What's happened in Canada is a classic valuation bubble, and all bubbles tend to end violently. It's inevitable, the primary reason is because market valuations in bubble scenarios are based more on expansion of credit and psychology rather than market fundamentals. Prices reach such unsustainable levels financed by increasingly high leverage that as prices climb higher the fragility of underlying market participants grows (160% debt to income, higher than our American friends ever were at). Eventually something upsets the apple cart, the market psychology turns which leads to a contraction in credit, which exposes the fragility of the underlying market participants, which then turns into a panic and eventually a market crash.

In any case the book I suggested above is a an interesting read if you're into this kind of stuff and it highlights that basically no valuation bubble ends with a soft landing and provides basically every example in history going back centuries and great underlying rationale to why.
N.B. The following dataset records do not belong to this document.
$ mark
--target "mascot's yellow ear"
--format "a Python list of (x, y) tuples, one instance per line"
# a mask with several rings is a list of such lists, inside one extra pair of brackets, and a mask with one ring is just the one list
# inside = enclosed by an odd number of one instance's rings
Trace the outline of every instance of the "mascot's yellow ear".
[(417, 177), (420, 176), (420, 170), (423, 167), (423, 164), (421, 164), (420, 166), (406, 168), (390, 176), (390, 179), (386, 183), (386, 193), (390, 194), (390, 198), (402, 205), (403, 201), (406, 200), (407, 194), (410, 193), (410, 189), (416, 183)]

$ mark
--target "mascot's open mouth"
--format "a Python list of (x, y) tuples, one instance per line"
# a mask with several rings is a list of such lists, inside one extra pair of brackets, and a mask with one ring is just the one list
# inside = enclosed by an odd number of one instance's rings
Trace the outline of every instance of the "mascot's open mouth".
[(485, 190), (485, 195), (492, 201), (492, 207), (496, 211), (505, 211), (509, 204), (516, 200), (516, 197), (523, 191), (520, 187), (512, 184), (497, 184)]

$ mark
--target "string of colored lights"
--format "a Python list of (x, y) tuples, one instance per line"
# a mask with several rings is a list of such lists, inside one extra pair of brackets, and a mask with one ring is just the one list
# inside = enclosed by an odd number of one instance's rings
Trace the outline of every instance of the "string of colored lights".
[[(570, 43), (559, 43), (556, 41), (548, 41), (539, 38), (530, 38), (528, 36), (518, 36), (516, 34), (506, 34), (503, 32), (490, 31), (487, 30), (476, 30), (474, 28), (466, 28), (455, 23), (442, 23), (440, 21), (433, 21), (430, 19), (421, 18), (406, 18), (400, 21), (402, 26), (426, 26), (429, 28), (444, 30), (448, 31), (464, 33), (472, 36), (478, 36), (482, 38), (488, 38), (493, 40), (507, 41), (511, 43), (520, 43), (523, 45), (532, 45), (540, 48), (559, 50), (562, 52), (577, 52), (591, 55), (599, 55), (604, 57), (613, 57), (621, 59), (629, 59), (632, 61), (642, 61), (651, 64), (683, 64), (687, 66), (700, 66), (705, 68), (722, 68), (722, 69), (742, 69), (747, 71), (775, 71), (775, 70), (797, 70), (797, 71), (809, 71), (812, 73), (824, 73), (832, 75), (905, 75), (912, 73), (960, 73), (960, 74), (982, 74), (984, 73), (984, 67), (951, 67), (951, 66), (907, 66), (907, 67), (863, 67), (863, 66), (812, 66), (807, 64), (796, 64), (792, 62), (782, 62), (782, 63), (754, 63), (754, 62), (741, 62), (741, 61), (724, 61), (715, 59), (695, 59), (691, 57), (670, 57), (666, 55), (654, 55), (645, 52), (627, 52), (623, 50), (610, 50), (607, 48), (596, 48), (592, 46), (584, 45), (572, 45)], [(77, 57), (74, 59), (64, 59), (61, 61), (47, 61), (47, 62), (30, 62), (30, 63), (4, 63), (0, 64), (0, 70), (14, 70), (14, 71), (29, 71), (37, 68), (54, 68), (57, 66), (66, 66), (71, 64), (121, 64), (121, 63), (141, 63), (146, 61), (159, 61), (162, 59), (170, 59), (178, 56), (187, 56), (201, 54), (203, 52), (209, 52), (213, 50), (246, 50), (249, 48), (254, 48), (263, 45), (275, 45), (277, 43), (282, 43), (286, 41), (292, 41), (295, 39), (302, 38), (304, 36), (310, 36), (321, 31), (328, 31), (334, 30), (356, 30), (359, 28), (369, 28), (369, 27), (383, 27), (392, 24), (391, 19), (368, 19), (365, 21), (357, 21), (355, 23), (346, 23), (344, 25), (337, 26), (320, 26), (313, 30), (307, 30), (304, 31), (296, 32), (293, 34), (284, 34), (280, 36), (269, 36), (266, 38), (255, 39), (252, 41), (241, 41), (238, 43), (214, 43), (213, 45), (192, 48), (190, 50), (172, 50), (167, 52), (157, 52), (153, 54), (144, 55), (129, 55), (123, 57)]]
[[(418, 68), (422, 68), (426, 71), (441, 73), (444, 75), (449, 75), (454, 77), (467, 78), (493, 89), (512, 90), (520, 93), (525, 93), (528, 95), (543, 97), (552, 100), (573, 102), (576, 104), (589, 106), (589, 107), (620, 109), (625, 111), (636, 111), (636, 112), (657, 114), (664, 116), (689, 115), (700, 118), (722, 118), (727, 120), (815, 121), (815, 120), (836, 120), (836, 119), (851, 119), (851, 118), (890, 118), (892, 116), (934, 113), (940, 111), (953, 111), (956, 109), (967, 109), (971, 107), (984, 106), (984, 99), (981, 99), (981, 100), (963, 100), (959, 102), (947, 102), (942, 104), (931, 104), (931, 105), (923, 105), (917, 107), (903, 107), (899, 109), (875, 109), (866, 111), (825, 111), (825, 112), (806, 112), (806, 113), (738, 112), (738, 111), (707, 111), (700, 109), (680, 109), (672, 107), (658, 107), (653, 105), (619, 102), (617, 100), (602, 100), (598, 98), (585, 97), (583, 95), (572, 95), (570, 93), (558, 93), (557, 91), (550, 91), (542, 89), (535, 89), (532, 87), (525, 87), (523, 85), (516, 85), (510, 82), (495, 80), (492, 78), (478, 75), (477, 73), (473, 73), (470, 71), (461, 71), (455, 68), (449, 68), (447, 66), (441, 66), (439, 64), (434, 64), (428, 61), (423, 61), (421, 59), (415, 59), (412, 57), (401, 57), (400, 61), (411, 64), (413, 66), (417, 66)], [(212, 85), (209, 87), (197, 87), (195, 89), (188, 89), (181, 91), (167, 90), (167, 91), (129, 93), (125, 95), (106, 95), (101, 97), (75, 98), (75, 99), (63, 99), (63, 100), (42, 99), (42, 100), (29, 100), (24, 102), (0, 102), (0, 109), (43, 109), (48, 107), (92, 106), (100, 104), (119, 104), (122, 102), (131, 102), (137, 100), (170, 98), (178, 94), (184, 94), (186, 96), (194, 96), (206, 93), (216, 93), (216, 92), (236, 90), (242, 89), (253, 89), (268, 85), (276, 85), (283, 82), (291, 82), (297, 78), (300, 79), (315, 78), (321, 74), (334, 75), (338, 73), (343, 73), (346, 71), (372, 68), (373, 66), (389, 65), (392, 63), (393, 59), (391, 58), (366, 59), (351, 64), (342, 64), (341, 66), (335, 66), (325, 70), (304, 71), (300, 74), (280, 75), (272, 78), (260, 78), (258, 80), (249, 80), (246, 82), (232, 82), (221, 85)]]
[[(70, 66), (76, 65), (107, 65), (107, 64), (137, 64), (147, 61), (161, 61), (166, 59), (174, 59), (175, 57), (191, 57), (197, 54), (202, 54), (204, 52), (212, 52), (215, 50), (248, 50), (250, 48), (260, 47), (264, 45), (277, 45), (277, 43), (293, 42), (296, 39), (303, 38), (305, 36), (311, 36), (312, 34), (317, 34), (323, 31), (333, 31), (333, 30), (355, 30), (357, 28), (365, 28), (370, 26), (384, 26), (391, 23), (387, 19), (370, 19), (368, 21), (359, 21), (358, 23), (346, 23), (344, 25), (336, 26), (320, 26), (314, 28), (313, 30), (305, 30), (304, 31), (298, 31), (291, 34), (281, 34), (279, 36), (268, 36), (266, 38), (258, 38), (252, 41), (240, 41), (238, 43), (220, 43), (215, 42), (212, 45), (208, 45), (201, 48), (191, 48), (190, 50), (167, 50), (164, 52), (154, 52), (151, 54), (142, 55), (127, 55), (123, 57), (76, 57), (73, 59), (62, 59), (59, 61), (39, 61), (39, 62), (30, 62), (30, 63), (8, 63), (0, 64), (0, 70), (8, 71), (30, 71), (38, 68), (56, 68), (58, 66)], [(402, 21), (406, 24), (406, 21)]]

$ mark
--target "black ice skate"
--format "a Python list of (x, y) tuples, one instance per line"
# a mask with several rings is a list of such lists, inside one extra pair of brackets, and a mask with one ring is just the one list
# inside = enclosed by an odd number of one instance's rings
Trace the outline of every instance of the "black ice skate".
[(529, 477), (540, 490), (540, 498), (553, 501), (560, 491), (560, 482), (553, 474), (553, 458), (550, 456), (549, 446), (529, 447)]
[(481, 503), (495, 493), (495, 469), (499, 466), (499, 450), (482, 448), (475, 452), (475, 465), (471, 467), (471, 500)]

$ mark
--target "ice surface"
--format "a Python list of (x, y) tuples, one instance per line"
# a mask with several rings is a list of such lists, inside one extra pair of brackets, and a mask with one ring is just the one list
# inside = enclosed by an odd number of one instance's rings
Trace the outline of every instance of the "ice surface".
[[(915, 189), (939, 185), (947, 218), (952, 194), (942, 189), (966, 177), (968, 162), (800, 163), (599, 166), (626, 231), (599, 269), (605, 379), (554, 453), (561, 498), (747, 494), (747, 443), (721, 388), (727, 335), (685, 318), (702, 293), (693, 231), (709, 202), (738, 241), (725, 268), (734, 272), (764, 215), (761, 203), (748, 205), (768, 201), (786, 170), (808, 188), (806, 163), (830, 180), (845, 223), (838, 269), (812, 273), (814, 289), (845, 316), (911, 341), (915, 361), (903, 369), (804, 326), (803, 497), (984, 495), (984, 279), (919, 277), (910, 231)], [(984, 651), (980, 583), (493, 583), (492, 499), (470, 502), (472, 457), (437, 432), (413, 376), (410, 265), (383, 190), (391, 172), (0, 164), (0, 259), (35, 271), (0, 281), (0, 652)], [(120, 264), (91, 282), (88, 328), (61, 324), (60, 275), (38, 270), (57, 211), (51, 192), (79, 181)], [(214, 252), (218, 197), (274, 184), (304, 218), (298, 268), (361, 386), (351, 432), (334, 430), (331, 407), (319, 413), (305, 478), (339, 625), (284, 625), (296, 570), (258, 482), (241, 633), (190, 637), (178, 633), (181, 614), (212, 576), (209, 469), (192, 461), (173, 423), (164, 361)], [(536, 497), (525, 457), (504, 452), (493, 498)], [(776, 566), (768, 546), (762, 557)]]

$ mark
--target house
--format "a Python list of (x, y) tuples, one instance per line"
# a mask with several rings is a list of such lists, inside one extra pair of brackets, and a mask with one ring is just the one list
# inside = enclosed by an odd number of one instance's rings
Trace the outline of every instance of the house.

While I see where you're coming from, I also think that this is appropriate for certain areas, but maybe not the country as a whole. The bubble has been forecast for a long time in Toronto and Vancouver, but elsewhere I'm not so sure. Even that 160% debt to income that is mentioned is basically a Canada-wide stat that would be higher in some areas than in others. Of course that doesn't mean that if Vancouver real estate crashes that everywhere else is free and clear, but there surely would be less impact in some areas where the price hasn't grown as swiftly and the fundamentals are not as out of line.